Ladyce 17/06/2017
Uma grande e boa surpresa me esperava em maio deste ano: “O pecado de Porto Negro” do escritor português Norberto Morais. Não me lembro de quem o recomendou. Mas agradeço a sugestão. Encontrei um livro de excelente qualidade literária, com enredo sedutor, personagens intrigantes e uma trajetória impensada. Tudo isso num mundo arquétipo do colonialismo lusitano que entendemos pela familiaridade cultural. Sua localização tão real que fui procurar a ilha no Pacífico, chamada São Cristóvão. Onde poderia haver tal lugar? Fui aos mapas mesmo sabendo que as conquistas portuguesas nunca chegaram a terras banhadas por este oceano. Maravilhada até o fim fico surpresa que, finalista do prêmio Leya em 2013, este livro não tenha sido o premiado.

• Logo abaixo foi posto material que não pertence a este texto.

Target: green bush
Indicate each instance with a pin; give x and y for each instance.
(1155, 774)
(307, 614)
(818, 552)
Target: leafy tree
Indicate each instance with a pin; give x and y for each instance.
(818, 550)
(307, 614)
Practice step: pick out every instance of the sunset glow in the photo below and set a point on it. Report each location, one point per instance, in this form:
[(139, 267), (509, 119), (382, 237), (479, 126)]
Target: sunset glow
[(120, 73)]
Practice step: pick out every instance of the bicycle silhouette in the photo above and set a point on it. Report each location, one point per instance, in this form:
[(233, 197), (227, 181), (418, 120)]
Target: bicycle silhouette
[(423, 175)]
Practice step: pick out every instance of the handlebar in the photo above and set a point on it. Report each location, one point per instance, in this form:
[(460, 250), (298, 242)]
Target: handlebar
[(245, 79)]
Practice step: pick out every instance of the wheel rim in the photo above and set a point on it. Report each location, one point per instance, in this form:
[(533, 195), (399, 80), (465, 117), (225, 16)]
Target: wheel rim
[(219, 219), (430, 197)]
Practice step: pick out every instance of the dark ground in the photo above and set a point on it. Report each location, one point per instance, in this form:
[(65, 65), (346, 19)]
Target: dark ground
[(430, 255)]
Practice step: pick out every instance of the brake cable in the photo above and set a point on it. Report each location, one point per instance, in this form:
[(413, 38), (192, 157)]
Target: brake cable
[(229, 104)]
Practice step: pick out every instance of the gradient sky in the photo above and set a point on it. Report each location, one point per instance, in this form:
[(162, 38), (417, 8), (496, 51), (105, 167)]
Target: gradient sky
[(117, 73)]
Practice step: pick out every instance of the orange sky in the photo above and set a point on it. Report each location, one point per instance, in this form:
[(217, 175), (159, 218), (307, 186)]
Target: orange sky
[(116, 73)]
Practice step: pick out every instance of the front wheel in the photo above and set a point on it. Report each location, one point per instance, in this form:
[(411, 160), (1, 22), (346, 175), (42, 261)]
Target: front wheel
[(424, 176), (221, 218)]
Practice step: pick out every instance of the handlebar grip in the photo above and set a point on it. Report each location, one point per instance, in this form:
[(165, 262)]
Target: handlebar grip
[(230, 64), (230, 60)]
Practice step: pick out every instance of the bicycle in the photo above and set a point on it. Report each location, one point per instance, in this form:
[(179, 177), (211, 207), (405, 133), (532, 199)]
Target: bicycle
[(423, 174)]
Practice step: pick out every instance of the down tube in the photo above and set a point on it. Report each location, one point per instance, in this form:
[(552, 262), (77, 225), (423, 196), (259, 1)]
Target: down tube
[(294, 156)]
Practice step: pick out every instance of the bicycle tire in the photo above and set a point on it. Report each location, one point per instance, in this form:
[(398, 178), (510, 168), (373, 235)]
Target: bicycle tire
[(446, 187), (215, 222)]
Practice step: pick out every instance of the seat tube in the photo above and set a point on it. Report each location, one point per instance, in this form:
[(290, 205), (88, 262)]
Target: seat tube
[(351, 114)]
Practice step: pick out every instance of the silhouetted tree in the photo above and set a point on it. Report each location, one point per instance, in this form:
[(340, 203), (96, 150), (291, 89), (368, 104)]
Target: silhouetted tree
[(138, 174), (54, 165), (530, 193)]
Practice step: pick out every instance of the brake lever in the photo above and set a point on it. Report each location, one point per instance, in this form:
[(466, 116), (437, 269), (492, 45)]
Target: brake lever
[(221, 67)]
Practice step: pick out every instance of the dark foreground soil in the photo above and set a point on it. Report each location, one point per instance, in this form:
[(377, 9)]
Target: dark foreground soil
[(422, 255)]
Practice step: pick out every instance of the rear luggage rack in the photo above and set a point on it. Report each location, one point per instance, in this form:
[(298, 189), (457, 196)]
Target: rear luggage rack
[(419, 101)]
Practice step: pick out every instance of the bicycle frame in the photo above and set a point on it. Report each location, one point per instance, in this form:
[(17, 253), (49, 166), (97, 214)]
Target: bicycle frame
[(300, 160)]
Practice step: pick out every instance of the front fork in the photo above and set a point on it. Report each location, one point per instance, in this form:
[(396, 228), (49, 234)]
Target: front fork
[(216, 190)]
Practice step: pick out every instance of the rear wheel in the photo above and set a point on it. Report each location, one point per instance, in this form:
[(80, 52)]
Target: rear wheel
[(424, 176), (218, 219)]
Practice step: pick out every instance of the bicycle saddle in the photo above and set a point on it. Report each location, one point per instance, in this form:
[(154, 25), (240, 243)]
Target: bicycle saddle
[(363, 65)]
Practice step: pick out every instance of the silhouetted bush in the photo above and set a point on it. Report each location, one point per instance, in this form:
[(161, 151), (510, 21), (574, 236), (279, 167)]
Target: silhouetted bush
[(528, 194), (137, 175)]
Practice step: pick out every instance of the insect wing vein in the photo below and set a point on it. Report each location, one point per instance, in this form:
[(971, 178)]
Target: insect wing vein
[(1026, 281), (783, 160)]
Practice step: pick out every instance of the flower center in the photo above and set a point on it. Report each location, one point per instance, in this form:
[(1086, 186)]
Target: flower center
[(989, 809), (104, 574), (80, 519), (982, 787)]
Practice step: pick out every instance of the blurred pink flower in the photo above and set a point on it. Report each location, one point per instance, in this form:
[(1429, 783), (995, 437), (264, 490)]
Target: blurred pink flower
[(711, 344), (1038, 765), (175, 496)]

Além de Porto Negro ser uma cidade estabelecida e enraizada no imaginário luso-colonial, sua descrição parece tão familiar que entendemos as razões de seus personagens, por mais estranhas que possam ser, sem que questionemos da validade de suas posições. Além disso, há a fascinante questão da época. Quando exatamente esta história se passa? Acredito que tenha sido nas primeiras duas décadas do século XX. Mas o resultado, como em toda boa obra é irrelevante. A obra é atemporal. Trata das histórias de seres humanos como todos nós com paixões e idiossincrasias. É universal.
Norberto Morais conta a história de algumas paixões entre habitantes de uma ilha esquecida pela modernidade. Há o homem sedutor, a mocinha seduzida, o bordel, o pai, a mãe calada e morta; há o açougue, a rede, o calor, a hora da sesta. O mal-de-amor. A praia. O porto. Outras paixões, a inveja, a Igreja, a intransigência, a vingança. E há sobretudo o Silêncio. Falar de silêncio numa obra com um vocabulário, um léxico formidável não é contradição, porque Norberto Morais domina desde o primeiro instante esta história com poucos personagens e uma trama bem tecida, fechada e densa, que surpreende a cada momento.
Para muitos, sua prosa lembra a de Garcia Marquez pelo onírico ou a de Eça de Queiroz pela limpidez do texto. Encontrei ecos de Eça e do Jorge Amado, de Gabriela e Capitães de Areia. Qualquer que seja a referência, fato é que Norberto Morais, que nasceu na Alemanha, mas é escritor português, se encontra bem enraizado na tradição literária da língua e da cultura portuguesa. Não há como negar. Belíssimo livro. Não é sua primeira obra, vou agora à cata de seu primeiro título. Esse é um autor para não perder de vista.